The TFAS® is a novel, patented spinal implant designed to treat spinal stenosis, a condition in which degenerative changes in the facet joints result in compression of spinal nerves producing neurological symptoms in the legs. Traditionally, patients with spinal stenosis undergo decompressive laminectomy surgery, which is often accompanied by spinal fusion. The TFAS® replaces the degenerative facet joints with a prosthetic joint implant intended to restore stability and normal motion to the spine, eliminating the need for fusion.

Commenting on the cases, Dr Webb said "The procedures were very straightforward and I am pleased with the outcomes. The instrument set developed by Archus made it very easy to select implant components and achieve precise placement, alignment and assembly." He added "Given that these were the first TFAS® clinical cases ever performed, things could not have gone better."
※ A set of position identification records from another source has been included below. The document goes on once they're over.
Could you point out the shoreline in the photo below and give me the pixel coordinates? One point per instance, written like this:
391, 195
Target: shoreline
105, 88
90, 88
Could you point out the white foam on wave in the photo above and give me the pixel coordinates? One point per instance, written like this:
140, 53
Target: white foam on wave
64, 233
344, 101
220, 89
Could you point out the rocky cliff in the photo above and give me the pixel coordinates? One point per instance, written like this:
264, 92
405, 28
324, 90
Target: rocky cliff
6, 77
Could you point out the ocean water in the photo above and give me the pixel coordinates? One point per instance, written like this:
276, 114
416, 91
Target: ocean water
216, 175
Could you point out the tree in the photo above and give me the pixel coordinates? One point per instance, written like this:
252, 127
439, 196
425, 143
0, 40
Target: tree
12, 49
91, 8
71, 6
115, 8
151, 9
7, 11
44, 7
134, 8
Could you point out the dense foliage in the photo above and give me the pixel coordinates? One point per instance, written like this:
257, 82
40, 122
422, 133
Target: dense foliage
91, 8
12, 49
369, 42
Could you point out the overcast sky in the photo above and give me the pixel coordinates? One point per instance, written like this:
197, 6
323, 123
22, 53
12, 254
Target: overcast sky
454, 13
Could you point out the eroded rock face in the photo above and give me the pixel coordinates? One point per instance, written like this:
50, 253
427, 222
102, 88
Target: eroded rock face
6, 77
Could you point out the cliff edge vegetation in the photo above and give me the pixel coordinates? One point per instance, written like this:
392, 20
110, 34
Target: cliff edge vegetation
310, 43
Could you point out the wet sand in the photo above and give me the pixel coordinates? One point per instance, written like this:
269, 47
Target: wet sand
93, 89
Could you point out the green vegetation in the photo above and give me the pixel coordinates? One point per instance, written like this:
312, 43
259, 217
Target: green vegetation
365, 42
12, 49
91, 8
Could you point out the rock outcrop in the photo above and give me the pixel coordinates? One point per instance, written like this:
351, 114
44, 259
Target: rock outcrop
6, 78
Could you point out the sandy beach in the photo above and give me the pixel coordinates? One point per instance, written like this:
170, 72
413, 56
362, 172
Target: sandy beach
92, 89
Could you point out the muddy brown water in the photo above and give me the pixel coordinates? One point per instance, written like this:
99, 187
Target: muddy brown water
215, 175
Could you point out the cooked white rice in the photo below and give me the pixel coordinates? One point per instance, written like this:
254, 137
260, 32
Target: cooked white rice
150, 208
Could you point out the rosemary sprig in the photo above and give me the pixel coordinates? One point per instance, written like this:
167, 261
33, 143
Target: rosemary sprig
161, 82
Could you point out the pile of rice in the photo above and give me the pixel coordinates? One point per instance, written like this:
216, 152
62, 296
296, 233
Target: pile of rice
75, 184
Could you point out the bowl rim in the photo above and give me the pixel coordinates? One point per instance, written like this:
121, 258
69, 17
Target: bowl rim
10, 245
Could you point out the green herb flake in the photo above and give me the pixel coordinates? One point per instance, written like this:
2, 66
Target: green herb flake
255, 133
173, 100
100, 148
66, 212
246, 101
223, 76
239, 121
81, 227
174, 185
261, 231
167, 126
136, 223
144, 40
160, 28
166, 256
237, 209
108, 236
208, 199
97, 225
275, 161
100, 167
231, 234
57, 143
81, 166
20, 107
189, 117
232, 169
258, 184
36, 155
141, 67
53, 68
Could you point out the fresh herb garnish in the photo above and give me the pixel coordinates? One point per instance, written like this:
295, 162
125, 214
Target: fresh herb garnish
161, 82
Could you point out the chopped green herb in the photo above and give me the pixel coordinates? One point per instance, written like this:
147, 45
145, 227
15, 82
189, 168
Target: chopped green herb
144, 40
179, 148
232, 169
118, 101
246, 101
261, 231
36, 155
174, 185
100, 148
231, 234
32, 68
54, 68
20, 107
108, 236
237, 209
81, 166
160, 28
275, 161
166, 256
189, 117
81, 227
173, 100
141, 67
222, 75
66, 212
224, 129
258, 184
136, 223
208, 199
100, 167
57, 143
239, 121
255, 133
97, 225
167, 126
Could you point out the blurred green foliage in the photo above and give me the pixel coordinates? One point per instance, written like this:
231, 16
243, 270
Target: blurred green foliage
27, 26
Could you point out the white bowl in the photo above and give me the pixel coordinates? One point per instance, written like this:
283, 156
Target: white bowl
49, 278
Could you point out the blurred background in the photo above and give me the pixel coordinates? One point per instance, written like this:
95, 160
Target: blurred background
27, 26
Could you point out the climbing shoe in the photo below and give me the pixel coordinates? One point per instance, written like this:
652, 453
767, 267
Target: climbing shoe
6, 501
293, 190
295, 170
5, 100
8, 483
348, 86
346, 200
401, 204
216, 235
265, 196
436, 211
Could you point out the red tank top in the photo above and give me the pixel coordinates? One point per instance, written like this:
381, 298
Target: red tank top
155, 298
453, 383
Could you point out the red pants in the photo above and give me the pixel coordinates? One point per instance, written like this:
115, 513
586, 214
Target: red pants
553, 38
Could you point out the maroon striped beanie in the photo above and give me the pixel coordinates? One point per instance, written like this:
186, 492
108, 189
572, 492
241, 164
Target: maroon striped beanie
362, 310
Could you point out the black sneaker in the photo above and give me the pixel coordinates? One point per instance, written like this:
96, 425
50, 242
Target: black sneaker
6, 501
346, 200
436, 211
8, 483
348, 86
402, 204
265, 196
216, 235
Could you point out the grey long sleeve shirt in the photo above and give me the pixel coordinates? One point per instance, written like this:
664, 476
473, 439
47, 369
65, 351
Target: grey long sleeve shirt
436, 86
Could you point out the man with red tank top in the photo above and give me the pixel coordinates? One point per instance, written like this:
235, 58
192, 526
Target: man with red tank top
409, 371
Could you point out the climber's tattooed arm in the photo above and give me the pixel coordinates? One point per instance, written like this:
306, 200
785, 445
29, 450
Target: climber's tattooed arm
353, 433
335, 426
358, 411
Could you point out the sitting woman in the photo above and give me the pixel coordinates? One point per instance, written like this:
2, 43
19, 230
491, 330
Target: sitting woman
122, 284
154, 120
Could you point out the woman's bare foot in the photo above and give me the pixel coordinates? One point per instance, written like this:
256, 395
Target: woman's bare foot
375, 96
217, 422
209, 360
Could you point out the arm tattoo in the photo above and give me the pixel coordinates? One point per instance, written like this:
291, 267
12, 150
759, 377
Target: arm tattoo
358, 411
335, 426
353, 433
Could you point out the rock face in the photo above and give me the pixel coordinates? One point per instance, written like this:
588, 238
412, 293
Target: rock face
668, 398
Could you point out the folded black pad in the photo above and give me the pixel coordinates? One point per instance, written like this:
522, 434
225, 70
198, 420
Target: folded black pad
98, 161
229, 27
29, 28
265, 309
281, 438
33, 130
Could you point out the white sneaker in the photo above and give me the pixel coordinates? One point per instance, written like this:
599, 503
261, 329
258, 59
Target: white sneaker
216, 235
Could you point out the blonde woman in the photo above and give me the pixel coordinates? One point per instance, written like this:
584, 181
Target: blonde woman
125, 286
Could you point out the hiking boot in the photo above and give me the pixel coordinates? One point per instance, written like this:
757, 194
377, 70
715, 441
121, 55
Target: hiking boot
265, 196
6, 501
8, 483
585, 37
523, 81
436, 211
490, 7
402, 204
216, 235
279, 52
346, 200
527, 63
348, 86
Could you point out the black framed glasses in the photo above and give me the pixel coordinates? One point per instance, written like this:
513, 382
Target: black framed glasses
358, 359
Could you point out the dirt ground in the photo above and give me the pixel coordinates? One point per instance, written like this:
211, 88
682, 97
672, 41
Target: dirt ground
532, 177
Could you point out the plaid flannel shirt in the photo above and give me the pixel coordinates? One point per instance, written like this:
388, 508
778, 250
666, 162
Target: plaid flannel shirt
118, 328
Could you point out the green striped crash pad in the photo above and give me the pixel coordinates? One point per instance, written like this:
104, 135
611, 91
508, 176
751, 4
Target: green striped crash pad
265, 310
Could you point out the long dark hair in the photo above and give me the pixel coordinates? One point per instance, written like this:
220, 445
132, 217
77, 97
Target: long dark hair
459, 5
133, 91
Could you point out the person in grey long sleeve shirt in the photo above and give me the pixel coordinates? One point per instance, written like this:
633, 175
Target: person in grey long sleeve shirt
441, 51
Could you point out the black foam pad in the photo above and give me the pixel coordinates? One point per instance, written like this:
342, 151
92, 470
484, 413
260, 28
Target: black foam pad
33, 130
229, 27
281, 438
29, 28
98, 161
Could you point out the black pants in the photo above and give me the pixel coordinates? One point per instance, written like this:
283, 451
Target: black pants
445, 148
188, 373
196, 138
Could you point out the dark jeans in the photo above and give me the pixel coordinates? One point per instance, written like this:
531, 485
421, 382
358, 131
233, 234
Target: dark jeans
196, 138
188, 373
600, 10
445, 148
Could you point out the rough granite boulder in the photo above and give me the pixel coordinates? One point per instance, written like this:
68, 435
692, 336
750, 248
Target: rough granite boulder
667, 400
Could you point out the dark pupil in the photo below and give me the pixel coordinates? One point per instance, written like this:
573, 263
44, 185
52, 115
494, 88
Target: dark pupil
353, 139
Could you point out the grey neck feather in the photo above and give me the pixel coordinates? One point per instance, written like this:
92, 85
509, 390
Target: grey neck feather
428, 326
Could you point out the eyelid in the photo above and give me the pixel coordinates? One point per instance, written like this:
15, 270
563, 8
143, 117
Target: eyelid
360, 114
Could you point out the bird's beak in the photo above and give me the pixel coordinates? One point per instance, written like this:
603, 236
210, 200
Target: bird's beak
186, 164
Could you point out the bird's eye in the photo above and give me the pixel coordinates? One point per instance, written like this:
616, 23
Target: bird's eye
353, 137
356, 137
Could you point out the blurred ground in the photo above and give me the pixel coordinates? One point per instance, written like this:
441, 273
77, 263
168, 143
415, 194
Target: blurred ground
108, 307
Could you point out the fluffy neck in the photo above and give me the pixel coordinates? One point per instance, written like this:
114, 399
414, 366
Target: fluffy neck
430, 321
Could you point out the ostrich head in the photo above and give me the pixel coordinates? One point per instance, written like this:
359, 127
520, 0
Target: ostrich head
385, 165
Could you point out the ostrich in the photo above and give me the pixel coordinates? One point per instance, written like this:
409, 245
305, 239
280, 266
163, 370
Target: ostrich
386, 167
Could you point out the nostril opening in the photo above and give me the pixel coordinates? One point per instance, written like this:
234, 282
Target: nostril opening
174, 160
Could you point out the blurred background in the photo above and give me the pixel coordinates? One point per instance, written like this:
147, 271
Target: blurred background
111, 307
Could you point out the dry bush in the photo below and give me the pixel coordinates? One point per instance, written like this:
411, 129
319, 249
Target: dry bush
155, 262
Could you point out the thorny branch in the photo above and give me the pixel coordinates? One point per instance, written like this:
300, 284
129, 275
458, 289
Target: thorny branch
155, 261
On March 28th, Archus announced that the U.S. Food and Drug Administration conditionally approved an Investigational Device Exemption ("IDE") for the TFAS®, allowing the company to initiate a pivotal clinical trial of the device in the United States. "Based on our experience in Europe, I am convinced that TFAS® is ready for the U.S. trial", said Dr. Webb, who will serve as a Phase I investigator. "TFAS® is an exciting alternative to spine fusion and I'm anxious to begin evaluating the device at the Florida Spine Institute", he added.

"This is an exciting and rewarding milestone for the company and we are delighted with our early clinical success", said Jim Fitzsimmons, chairman and chief executive officer. While he acknowledged that there are other posterior stabilization devices being evaluated in the clinic, both in the U.S and Europe, Fitzsimmons stressed the clear differentiation between TFAS® and these other devices. "None of them fully restore both the stability and complete range of motion in all planes allowed by the normal facet joint." He added "This full functionality makes TFAS® the only true facet joint replacement device, and joint replacement is where we are going in spine care."

Treatments for degenerative spine disease represent the fastest growing segment of the orthopedic market. Each year hundreds of thousands of patients undergo a surgical intervention to address their low back condition. Many of these procedures include fusion of one vertebra to another to stabilize the spine or eliminate motion that produces pain. Sometimes ineffective, spinal fusion alters the normal biomechanics of the spine, which can create new problems at adjacent vertebral segments, often requiring re-operation.